… wenn ich vor meine Studierenden trete, bin ich die Schriftstellerin Ulrike Draesner, die als Professorin Draesner erscheint. Ich bin die Schriftstellerin und die Professorin Draesner, aber nicht zu gleichen Teilen. Ich bin die Professorin UD, die eine Schriftstellerin in sich herumträgt und sie verkörpert. Nein, die diese Schriftstellerin ist, als Professorin, und auch als ob. Als diese „Als-ob-Schriftstellerin“ stehe ich, eine Professorin verkörpernd, vor meinen Studierenden.
Während man als Schriftstellerin auftritt, ist man nicht Schriftstellerin, sondern stellt diese dar. Thomas Mann schlug die weißen Leinenhosenbeine übereinander, sodass der Fotograf die weißen Leinenschuhe besser sah, und stellte einen Schriftsteller dar, der als Thomas Mann in einem Sessel in Santa Monica saß und nachdachte. In der Spaltung steckte ein Schmerz. Er war nicht der Schriftsteller, der er gewesen war. Dennoch saß Mann nicht nur als Bild und Schriftstellerdarsteller da, sondern war auch dieser Schriftsteller, denn etwas Besseres als die Darstellung (das Bild) eines Schriftstellers ist, will man einen Schriftsteller sehen, nicht zu sehen – nicht einmal, wenn man als Schriftsteller in den Spiegel blickt.
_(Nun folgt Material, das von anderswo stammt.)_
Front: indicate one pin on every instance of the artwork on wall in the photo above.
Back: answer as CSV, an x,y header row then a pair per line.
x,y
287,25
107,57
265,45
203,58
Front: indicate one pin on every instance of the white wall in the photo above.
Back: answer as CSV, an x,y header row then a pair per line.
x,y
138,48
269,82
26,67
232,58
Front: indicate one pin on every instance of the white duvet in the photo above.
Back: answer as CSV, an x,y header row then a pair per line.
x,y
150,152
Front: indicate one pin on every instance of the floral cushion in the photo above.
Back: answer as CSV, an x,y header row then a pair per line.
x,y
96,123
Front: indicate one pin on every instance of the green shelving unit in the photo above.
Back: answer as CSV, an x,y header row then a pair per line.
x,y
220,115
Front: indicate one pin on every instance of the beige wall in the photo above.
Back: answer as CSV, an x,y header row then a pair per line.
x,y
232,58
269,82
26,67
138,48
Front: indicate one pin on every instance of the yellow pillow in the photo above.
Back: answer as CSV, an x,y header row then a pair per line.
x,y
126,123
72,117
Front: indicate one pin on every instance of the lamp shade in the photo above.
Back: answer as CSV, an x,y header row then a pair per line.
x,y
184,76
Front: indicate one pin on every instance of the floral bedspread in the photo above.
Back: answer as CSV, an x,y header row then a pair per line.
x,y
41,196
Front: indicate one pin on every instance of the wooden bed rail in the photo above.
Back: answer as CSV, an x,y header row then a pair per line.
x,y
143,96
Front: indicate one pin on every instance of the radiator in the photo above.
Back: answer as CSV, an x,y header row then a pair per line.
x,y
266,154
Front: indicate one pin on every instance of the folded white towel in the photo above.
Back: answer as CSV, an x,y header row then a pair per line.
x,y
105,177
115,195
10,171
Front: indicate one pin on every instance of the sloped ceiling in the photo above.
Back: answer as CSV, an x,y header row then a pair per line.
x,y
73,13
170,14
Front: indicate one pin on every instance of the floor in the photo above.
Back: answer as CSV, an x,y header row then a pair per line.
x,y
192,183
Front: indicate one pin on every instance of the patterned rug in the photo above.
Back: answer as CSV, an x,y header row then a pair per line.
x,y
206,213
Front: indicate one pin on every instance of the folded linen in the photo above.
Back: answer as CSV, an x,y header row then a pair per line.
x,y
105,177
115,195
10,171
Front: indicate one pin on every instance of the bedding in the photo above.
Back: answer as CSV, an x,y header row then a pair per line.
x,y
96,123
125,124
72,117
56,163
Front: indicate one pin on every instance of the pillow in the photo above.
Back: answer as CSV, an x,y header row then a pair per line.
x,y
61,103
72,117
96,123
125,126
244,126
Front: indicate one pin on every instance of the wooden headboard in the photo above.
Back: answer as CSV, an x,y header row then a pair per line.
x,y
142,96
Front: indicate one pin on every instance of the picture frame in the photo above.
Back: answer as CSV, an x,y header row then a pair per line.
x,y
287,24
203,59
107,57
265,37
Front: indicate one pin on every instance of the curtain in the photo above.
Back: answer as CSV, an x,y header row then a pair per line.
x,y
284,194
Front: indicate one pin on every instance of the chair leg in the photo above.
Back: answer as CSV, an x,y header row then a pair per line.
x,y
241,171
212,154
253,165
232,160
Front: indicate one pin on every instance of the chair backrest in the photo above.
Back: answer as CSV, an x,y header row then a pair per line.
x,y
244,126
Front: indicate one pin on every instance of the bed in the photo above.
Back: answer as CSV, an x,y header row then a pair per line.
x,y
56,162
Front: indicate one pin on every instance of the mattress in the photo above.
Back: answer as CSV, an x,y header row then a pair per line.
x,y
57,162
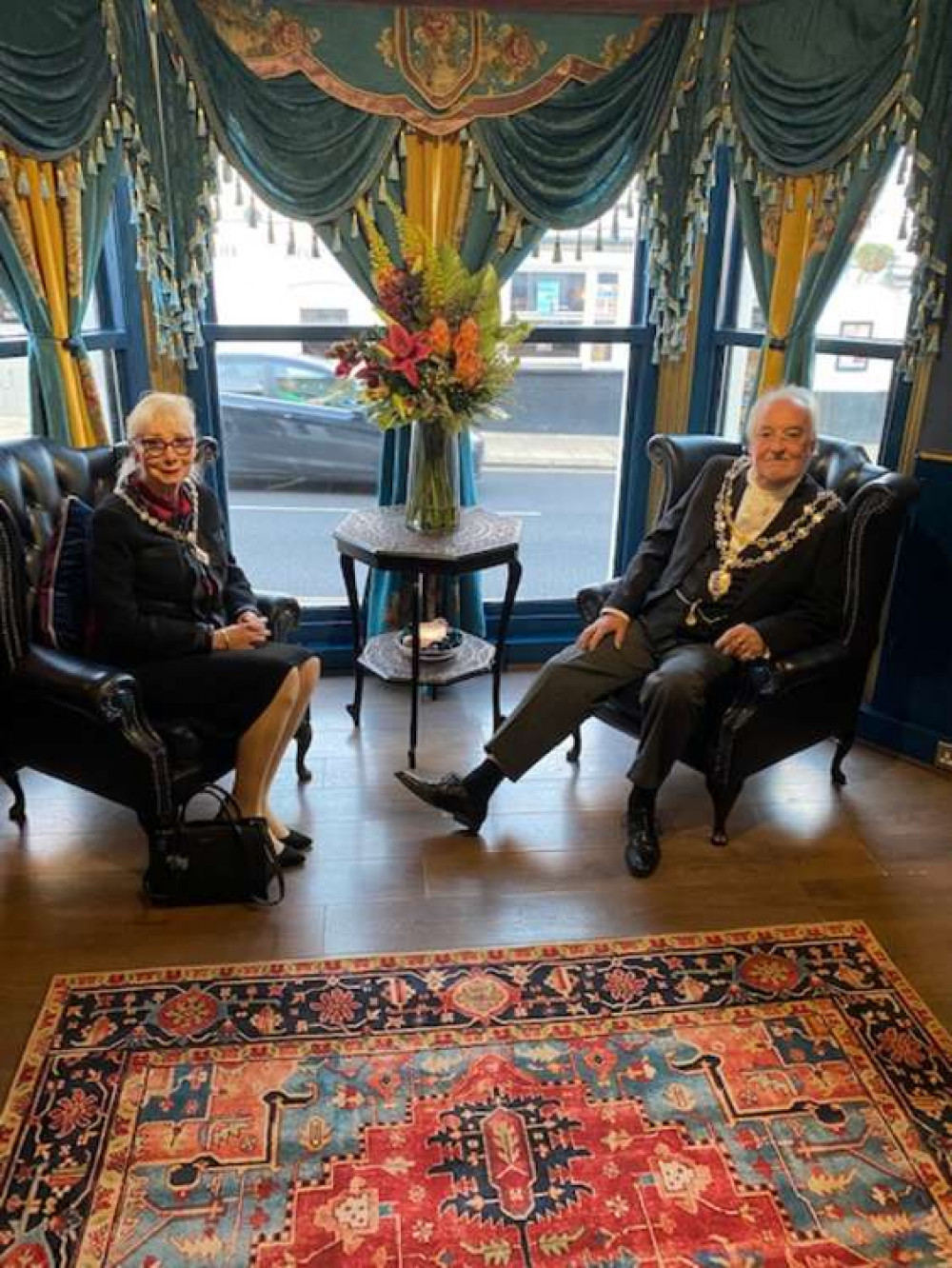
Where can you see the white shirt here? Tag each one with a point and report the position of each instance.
(758, 507)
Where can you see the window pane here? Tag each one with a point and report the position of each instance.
(737, 389)
(14, 397)
(299, 453)
(295, 466)
(10, 325)
(871, 298)
(585, 278)
(265, 277)
(853, 392)
(749, 315)
(554, 462)
(104, 374)
(14, 393)
(91, 320)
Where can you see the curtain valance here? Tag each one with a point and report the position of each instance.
(435, 69)
(54, 75)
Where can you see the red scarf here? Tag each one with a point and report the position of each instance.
(176, 511)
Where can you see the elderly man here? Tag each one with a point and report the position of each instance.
(746, 565)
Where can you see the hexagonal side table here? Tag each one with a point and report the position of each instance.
(381, 539)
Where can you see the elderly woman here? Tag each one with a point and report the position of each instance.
(174, 607)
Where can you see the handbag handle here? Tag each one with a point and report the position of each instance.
(229, 812)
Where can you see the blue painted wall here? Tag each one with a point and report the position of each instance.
(910, 710)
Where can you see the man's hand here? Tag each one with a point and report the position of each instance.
(742, 642)
(242, 634)
(604, 625)
(253, 622)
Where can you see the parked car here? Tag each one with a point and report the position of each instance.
(289, 420)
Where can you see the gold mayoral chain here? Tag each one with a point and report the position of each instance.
(730, 545)
(188, 537)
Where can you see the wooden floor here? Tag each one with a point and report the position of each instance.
(390, 875)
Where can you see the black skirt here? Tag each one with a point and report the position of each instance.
(217, 692)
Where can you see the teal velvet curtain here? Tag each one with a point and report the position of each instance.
(54, 75)
(810, 80)
(47, 404)
(833, 233)
(50, 411)
(568, 160)
(305, 152)
(836, 89)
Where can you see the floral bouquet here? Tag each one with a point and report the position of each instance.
(443, 358)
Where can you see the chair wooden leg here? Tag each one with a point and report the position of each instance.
(18, 810)
(302, 738)
(723, 798)
(843, 744)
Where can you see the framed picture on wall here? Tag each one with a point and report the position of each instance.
(853, 329)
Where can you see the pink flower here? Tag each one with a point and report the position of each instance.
(405, 351)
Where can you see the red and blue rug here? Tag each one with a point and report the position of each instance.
(772, 1099)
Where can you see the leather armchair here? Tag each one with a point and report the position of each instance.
(71, 718)
(772, 709)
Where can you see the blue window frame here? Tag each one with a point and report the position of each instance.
(539, 626)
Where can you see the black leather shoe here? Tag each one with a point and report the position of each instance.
(643, 848)
(297, 841)
(446, 793)
(289, 856)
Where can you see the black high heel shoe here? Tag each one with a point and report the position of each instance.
(289, 856)
(298, 841)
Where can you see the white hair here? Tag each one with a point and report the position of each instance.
(149, 406)
(802, 397)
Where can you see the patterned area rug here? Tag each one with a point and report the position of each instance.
(773, 1099)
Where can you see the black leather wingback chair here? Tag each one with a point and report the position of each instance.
(71, 718)
(771, 709)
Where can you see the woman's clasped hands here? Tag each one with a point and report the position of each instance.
(249, 629)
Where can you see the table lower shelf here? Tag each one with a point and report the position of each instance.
(383, 657)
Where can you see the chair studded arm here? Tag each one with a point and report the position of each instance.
(771, 679)
(282, 611)
(103, 694)
(591, 599)
(99, 690)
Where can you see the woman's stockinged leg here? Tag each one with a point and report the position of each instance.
(308, 675)
(257, 745)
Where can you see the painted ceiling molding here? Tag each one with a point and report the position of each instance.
(589, 8)
(435, 69)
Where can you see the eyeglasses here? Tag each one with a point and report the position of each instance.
(153, 447)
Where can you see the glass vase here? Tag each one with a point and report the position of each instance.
(432, 478)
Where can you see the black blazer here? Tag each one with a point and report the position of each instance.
(149, 596)
(794, 602)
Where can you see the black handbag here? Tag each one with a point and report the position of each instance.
(228, 859)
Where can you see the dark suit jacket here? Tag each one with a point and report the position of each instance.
(794, 602)
(149, 594)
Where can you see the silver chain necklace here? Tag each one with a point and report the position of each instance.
(187, 537)
(768, 546)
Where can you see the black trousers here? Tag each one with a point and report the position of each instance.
(676, 673)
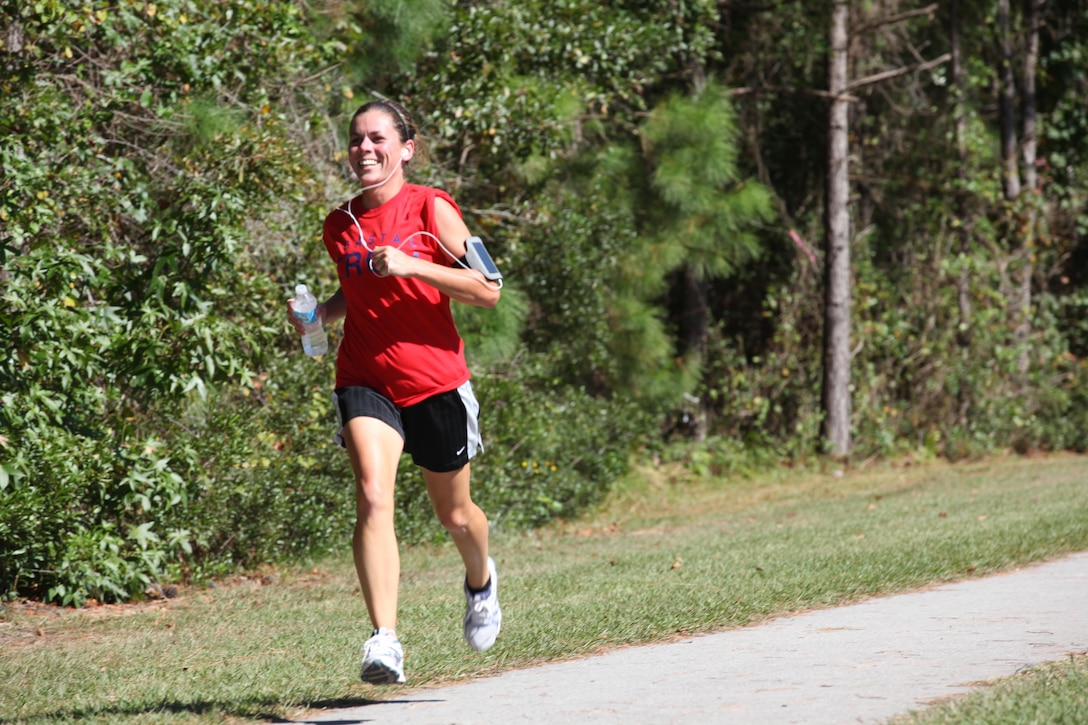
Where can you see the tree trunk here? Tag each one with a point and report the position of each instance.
(1030, 181)
(692, 334)
(1010, 174)
(837, 322)
(963, 230)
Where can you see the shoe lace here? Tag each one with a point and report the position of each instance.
(482, 607)
(382, 647)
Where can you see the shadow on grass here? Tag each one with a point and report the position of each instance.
(258, 711)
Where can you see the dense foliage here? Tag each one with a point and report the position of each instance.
(648, 175)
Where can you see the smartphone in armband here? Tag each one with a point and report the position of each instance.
(480, 260)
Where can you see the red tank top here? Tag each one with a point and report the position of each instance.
(399, 336)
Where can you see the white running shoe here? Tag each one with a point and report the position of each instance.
(483, 618)
(383, 659)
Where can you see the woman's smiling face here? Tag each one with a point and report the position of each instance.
(374, 146)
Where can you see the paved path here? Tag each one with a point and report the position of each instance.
(862, 663)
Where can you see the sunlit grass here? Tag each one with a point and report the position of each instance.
(665, 555)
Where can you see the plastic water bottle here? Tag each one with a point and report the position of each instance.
(314, 341)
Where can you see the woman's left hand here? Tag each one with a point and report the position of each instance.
(390, 261)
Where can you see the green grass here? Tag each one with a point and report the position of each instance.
(667, 555)
(1053, 693)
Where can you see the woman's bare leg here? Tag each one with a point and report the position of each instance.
(374, 450)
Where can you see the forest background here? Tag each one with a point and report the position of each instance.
(662, 183)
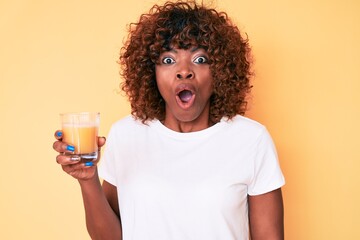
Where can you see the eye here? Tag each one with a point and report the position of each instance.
(200, 60)
(168, 60)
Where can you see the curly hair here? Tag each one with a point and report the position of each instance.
(183, 25)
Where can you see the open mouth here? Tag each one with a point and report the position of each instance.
(185, 96)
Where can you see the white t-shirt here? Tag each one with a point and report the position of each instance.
(177, 186)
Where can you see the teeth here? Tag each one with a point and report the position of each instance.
(185, 95)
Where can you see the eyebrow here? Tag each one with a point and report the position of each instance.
(194, 49)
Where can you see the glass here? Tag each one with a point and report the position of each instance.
(81, 130)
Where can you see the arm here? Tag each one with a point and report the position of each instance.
(101, 206)
(266, 216)
(101, 209)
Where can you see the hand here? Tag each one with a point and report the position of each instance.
(75, 167)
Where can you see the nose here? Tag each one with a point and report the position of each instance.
(185, 73)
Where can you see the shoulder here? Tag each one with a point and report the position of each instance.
(244, 125)
(129, 124)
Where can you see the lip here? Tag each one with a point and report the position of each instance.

Während man als Schriftstellerin auftritt, ist man nicht Schriftstellerin, sondern stellt diese dar.
Als wer spreche ich die Studierenden an? Wie wird das Lehren mein Schreiben verändern? Wie viele Anteile meines Schreib-Ichs, und welche, lasse ich im Seminarraum erscheinen? Wie schütze ich mich? Wie schütze ich meine Studierenden? Wie bringen wir uns zusammen?
Das entscheide ich nicht allein. Im Folgenden versuche ich, (mir) offenzulegen, was davon auf meine Seite fällt. Ich bin nicht nur mein Schreib-Ich und mein Professorinnen-Ich (und davon jeweils mehrere). Ich bin auch die Figur, die beider getrennte Einheit behauptet, sie miteinander vergleicht, ihre Simultaneität erlebt. So kam es zu diesem Selbstinterview. UD stellt die Fragen. Es antworten die Professorin (Dr. Draesner = Drdr) und die Schriftstellerin # (ein Gatter statt eines Namens; eine Grenze).
UD Sie haben viel gearbeitet in Ihrem Leben. Würden Sie es im nächsten Leben etwas ruhiger angehen lassen?
Drdr Ich glaube, das entzieht sich meinem Zugriff. Ich war und bin zu neugierig auf die Welt. Zwischen 20 und 30 habe ich eine Nacht pro Woche ausgelassen und gelesen oder Seminararbeiten geschrieben statt zu schlafen.
UD Würden Sie noch einmal Schriftstellerin werden oder vielleicht in anderen Kunstgattungen arbeiten? Spielt diese Frage überhaupt eine Rolle?
Drdr Alles wies auf die Malerei. Sie war das mir in der Familie zugestandene Talent. Mein Vater zeichnet gern. Es gab kaum Bücher in meinem Elternhaus, aber altes Papier und Stifte. Ich habe ein absolutes Auge. Ich kann Dinge im Raum in bestimmten Maßverhältnissen positionieren, frei aus der Hand. Auch beim Fotografieren merkt man es. Ich blicke auf etwas und sehe das Bild, das ist wie ein Rucken im Auge, etwas springt.
Wer es nicht getan hat, macht sich falsche Vorstellungen davon, welche Arbeit es ist, einen Roman zu schreiben.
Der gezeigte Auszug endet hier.